ノマドランド (2020)

製作国:アメリ
監督:クロエ・ジャオ
原作:ジェシカ・ブルーダー 『ノマド:漂流する高齢労働者たち』(春秋社刊)
脚本:クロエ・ジャオ
音楽:ルドヴィコ・エイナウディ
出演:フランシス・マクドーマンドデヴィッド・ストラザーン/リンダ・メイ/ボブ・ウェルズ 他
★★★★☆


林の中の象のように

昨日のバイト中、あまりにもヒマだったので目についたネット記事をひたすら斜め読みしていたら「ギリギリの車上生活をする非正規40代~」とかいう見出しの記事を見つけました。配信元は、いまや貧困コンテンツと言えばこの雑誌、という感じになっている『SPA!』。見出しも内容もツラいんですが、自分もまあまあの貧民なんで、この手の記事はつい気になって読んでしまう。「家賃を払うことさえできない貧困者にとっては、車上生活こそ最後の砦だ」ですってよ。

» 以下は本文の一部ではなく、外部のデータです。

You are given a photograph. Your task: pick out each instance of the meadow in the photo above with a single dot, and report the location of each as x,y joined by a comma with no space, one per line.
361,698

この記事の取材対象の人に「いやー、ノマドですね!最先端ですね!」などと言おうものなら、その場で刺されても文句は言えないと思う。
というわけで『ノマドランド』なんですが、観た直後こそ、すごく良かったなコレと思い、ツイッターでも「本年度暫定ベスト1」などと呟きましたが、本作は観る人によっては、これは決して手放しでは褒められないなあと思わせる作品だとも思います。
なぜなら、本作の主要な登場人物は「ノマド」と自称してはいても実質的には上記の『SPA!』の記事の人と変わらない「ホームレス」状態じゃないかという見方もできるからです。しかも本作には、原作に登場する、実際にノマド生活を送っている人々が本人役で多数出演しているという事情もあり、この人たちをいかにも最先端のライフスタイルの実践者のように描くのはいかがなものか?という批判が生じても仕方がない。
この点については、ホームレス状態にある人の、他にやりようがないからやむを得ずやっている生活上の工夫や助け合いを「異文化」などともてはやすのと同様に、ノマドの車上生活をいかにも「理想的なライフスタイル」として美化して描いていたら問題ですが、そうなってはいないと個人的には思っています。確かに「ノマドの生活はすばらしい!」的なことをノマドのワークショップの参加者たちが口々に言うシーンがあったりもしますが「車が故障したらどうするのか」とか「トイレはどうするのか」といった車上生活ならではの切実な問題や、生活のためにAmazonの倉庫や国立公園のキャンプ場などを転々としながら働かなければならないというしょっぱい部分もきちんと描かれており、決して「ノマドプロパガンダ・フィルム」にはなっていない。でも、そのようには評価しないという人もいるだろうなと思います
しかし、僕がこの作品をそれでも傑作だと思うのは、主人公のファーン(フランシス・マクドーマンド)が、ある人物からの「一緒に暮らそう」というありがたい申し出を結局は断ったあとに獲得する、何かがごっそりと削ぎ落されたような表情を非常に魅力的に感じるからです。「ノマド」でも「ホームレス」でもなく、言ってみれば「修行僧」のような表情。『イノセンス』(2004/押井守)の劇中で引用された「孤独に歩め、悪をなさず、求める所は少なく、林の中の象のように」という『法句経』の一節のように世俗のしがらみから解放され、自然の中を歩み続ける聖者のようにも見える。貧困やら絶望やらをすべて突き抜けて「向こう側」に達してしまっているように思えて、憧れる一方で遠ざかりたくもなる。そんなアンビバレンツな感情を喚起する彼女の描き方にどうにも惹かれる自分がいます。